Purpose: : High linoleic acid (LA) intake is known to correlate with age-related macular degeneration, but the molecular mechanisms remain unclear. Our previous studies have shown LA could induce inflammatory genes expression in human retinal pigment epithelial (RPE) cells. Therefore, this study was conducted to investigate the effects of LA on expression of monocyte chemoattractant protein 1(MCP-1) and its associated signaling pathways in human RPE cells.

Methods: : ARPE-19 cells were treated with different concentrations of LA. Expressions of MCP-1 were examined using semiquantitative reverse transcription polymerase chain reaction (RT-PCR) and Western blot analysis. Activation of phosphatidylinositol 3 kinase (PI3K), protein kinase C (PKC), I-ΚB kinase (IKK) and nuclear factors (NF)-ΚB were evaluated by Western blot analysis, electrophoretic mobility shift assay (EMSA) and luciferase reporter gene assay.
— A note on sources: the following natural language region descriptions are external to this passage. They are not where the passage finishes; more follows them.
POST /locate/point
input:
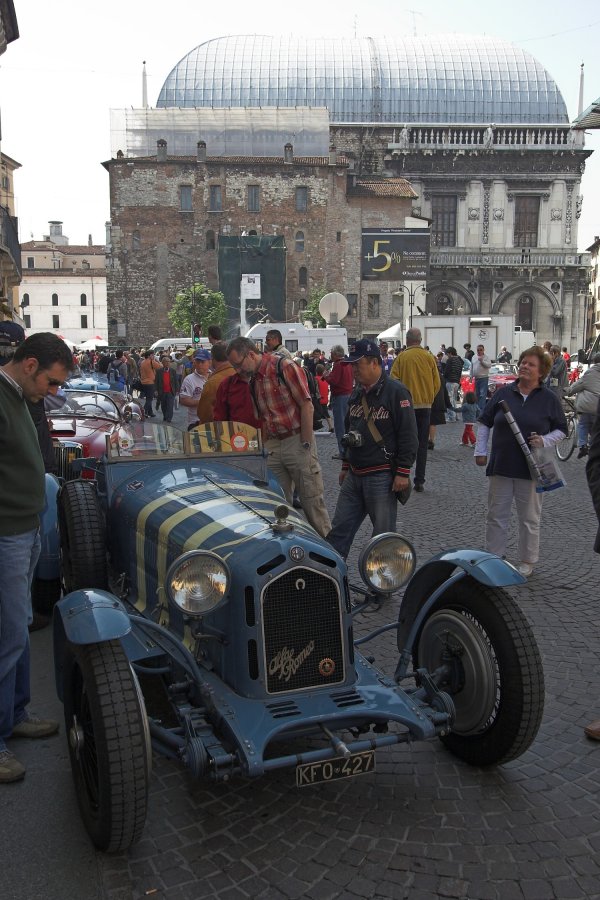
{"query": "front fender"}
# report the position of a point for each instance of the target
(48, 567)
(484, 567)
(86, 617)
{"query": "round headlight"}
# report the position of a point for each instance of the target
(198, 582)
(387, 562)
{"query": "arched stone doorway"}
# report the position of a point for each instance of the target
(449, 298)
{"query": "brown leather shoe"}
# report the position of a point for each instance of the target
(593, 730)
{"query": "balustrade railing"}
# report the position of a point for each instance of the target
(502, 137)
(534, 258)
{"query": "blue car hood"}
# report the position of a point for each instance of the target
(161, 512)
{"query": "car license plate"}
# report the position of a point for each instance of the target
(332, 769)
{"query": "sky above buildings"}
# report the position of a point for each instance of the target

Results: : LA induced expression MCP-1 in RPE cells at the mRNA and protein levels and phosphoylation of PKCΔ and IKK, but not Akt, MAPK p38 and JNK, in a time-and dose-dependent manner, determined by RT-PCR, Western blotting and ELISA. Effects of LA induced MCP-1 expression were attenuated by inhibitor of PI3K (LY294002), PKCΔ (staurosporine), IKK (wedelactone) and NF-ΚB (BAY11-7082 and PDTC) or transfection of RPE cells with siRNA for PI3K, PKCΔ, and IKK. Moreover, LA increased NF-ΚB DNA binding activity confirmed by EMSA and luciferase reporter gene assay which was done by transfection of RPE cells with wild-type and NF-ΚB binding site mutated MCP-1 promoter plasmid.

Conclusions: : LA-induced expression of MCP-1 in RPE cells were sequentially mediated through activation of PI3K, PKCΔ, IKK and then NF-ΚB. These results may provide new insights into both mechanisms of LA action on RPE cells and pathogenesis of age-related macular degeneration.